In this year, the 60th anniversary of Burlington’s incorporation as a town, it’s worth recalling other significant events in 1958 that had a major impact in life along the lakeshore.
Besides becoming the largest town in Canada when it annexed most of Nelson Township and Aldershot, formerly a part of East Flamborough Township, Burlingtonians had other reasons to celebrate.
The first steel span of the Skyway Bridge was opened as a toll bridge that year and Governor General Vincent Massey visited Burlington to officially open the Royal Botanical Gardens headquarters buildings on June 25.
Furthermore, the town created headlines worldwide when The Toronto Star reported the Burlington Chamber of Commerce had sent a cablegram to Soviet Premier Nikita Khrushchev in the Kremlin, asking him to consider holding a summit with U.S. President Dwight D. Eisenhower right in Burlington, presumably at the new RBG building.

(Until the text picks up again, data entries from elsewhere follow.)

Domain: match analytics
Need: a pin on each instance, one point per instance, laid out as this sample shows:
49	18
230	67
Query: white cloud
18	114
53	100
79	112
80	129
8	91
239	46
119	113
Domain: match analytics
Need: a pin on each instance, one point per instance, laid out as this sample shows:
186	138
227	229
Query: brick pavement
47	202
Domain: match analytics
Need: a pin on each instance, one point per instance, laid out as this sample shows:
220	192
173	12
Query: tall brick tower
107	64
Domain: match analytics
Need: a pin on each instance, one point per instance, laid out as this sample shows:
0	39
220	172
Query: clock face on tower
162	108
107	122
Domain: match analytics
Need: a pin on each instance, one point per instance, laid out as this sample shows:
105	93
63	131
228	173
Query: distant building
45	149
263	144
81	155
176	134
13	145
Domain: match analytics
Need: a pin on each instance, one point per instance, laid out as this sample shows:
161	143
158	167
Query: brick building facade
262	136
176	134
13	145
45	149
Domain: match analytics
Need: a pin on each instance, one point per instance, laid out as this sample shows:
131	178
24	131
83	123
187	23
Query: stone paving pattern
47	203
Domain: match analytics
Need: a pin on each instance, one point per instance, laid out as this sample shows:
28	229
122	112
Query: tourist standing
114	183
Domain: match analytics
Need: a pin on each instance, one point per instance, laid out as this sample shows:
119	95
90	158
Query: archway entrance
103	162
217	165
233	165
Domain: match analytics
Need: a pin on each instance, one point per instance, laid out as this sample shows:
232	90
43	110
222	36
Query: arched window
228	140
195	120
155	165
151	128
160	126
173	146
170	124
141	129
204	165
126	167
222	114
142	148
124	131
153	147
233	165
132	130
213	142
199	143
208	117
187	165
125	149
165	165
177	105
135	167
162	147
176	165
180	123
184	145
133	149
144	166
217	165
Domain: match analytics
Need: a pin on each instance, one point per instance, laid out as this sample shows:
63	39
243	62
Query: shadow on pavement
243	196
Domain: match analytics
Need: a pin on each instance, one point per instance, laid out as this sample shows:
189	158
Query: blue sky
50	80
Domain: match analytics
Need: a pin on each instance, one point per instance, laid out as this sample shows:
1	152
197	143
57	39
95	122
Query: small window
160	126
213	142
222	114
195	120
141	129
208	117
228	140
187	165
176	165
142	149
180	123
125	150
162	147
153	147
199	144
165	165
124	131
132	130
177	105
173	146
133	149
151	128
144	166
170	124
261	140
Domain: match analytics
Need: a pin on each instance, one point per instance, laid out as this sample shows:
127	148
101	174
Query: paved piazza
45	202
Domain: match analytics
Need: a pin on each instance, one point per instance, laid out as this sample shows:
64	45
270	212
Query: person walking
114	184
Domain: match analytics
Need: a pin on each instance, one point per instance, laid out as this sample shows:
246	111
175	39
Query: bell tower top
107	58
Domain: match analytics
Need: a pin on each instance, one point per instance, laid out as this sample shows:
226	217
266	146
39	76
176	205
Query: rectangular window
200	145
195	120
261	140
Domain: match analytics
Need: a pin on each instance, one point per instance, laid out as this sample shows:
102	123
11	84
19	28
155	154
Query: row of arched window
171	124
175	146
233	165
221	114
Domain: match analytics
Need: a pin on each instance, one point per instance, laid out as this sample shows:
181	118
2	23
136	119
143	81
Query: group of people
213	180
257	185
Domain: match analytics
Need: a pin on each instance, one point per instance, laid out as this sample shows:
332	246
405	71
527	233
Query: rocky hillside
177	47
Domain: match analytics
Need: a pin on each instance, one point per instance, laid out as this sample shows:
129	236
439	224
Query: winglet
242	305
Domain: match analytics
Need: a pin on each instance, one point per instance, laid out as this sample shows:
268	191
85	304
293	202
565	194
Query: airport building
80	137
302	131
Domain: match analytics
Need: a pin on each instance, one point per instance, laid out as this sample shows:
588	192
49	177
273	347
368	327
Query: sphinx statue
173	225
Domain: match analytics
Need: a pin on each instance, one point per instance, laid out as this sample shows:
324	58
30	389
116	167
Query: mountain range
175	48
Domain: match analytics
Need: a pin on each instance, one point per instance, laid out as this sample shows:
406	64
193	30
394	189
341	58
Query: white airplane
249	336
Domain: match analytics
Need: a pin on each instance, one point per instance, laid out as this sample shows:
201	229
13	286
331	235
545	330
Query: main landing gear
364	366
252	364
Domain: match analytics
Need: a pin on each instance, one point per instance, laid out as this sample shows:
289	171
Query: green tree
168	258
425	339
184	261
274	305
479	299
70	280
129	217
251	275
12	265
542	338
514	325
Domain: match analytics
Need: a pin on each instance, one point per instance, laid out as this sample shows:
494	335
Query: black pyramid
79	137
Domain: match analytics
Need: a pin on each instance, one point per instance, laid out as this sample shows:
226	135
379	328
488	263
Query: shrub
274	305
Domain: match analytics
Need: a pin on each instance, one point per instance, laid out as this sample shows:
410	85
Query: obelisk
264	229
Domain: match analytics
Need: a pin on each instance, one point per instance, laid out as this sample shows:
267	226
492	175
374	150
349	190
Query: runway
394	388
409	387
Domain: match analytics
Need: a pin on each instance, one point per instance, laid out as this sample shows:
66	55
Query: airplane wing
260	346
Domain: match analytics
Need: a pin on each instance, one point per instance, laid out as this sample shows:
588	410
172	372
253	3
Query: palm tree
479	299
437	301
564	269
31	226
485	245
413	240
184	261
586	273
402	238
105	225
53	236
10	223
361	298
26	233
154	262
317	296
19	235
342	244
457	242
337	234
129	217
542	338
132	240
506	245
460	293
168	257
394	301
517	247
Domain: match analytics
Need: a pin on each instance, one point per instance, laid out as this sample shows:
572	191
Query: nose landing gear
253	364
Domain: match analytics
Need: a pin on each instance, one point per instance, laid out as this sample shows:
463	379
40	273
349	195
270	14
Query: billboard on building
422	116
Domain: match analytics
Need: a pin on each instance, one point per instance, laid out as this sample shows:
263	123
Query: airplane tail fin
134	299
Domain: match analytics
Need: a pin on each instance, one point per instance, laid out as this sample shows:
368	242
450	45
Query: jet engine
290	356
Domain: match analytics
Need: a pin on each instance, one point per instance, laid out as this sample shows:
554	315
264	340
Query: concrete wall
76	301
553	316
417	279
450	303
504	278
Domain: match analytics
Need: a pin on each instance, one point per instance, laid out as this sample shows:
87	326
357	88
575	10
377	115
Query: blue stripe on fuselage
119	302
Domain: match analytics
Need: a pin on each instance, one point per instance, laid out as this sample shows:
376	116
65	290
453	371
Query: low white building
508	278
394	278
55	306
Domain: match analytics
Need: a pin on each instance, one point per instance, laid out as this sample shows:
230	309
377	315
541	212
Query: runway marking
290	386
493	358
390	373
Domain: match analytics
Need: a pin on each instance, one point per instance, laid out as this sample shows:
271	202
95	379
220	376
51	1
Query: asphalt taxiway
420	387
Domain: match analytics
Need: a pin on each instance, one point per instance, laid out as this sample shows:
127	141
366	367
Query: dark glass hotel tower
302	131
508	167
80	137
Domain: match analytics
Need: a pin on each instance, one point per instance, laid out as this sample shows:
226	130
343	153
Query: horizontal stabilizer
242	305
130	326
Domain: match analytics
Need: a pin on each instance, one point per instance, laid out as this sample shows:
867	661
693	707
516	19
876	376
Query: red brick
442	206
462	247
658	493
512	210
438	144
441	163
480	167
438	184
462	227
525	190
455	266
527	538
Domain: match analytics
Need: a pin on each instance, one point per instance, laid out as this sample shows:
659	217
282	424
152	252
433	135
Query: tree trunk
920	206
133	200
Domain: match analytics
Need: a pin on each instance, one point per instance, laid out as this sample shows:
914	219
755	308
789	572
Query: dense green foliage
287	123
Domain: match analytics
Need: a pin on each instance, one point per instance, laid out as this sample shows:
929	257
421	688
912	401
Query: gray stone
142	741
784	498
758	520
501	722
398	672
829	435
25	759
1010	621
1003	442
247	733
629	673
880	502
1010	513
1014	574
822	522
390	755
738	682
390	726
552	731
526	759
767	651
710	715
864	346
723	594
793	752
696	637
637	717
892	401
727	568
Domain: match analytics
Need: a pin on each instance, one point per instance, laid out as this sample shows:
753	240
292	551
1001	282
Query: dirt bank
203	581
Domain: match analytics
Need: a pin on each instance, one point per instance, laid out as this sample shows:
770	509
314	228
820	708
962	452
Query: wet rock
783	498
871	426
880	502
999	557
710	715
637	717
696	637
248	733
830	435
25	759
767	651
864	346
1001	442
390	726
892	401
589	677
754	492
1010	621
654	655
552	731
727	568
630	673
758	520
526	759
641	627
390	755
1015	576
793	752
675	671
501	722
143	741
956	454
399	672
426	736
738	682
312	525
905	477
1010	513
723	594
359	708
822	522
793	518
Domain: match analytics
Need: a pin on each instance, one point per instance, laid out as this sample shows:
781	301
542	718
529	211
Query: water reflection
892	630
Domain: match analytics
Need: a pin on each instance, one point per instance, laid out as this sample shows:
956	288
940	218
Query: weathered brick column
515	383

Later it was discovered the cablegram was a prank, evidently sent by a couple of citizens who were “in their cups”.
“Neither I, as President, nor any other member of the Chamber authorized it,” C.W. Biggs told The Star. “We know two drunks sent it in the Chamber’s name.”
Biggs went on to say the Chamber in no way was going to fork out the cash to pay for it.
The summer of 1958 also was the beginning of the end of what was Burlington’s major sporting event.
Burlington once hosted a giant swim regatta at the waterfront that attracted as many as 4,000 spectators. But attendance declined and the event ceased to exist after the Halton County Health Unit declared the water inside what was then a breakwater in front of Spencer Smith Park unfit for swimming.
As a result, races had to be held outside the breakwater and only spectators with binoculars were able to see what was going on.
There were other considerations. On Canada Day weekend of 1958 the lake water was a frigid 49 degrees Fahrenheit.
Of note, two daughters of Winnie Roach Leuszler, the first Canadian to swim the English Channel, competed in the regatta. Leuszler also attempted to cross Lake Ontario with Marilyn Bell in her famous swim to Toronto’s CNE grounds in 1954, but had to come out of the water because of problems with her guide boat.
Also in 1958 the Burlington and Suburban Planning Board prepared a scale model of an esplanade at the waterfront that included an amphitheatre overlooking the lake and involved creating a concrete seating area and bandshell near the cenotaph.
The plan also called for extending the park southward by filling in all the water area inside the breakwall and installing an open air swimming pool. The pool was to be fed by filtered water from Lake Ontario.
However, although it was presented to council the plan didn’t go anywhere.
Fast forward to today where the Burlington Beach Regional Waterfront Park Master Plan now is finally being implemented.
Several improvements have been made to Spencer Smith Park over the last two years. They include asphalt surfacing on the promenade, new shade structures at the cobble beach, concrete surfacing at seating areas and new benches, renewal of the short concrete wall (parapet wall) between the upper and lower promenade, and railings along the west concrete wall
In the spring of 2017 the gazebo was upgraded.
Along the beach strip itself, a fire pit, fed by gas, is yet to be built, as well as a native interpretative centre and a shoreline boardwalk.
Volleyball courts, a storm water pond, bocci ball courts and outdoor pavilions useful for markets or art sales also are in the works.
The portion of Lakeshore Road, which runs adjacent to Beachway Park will be widened to three lanes and include a lane for bicyles.
With Burlington experiencing mostly dry, hot weather in July, the water quality of the lake has been okayed for swimming.
That can change, however, if heavy rains sweep goose droppings and other debris into the lake.
Swimmers should check the Region of Halton website for daily reports.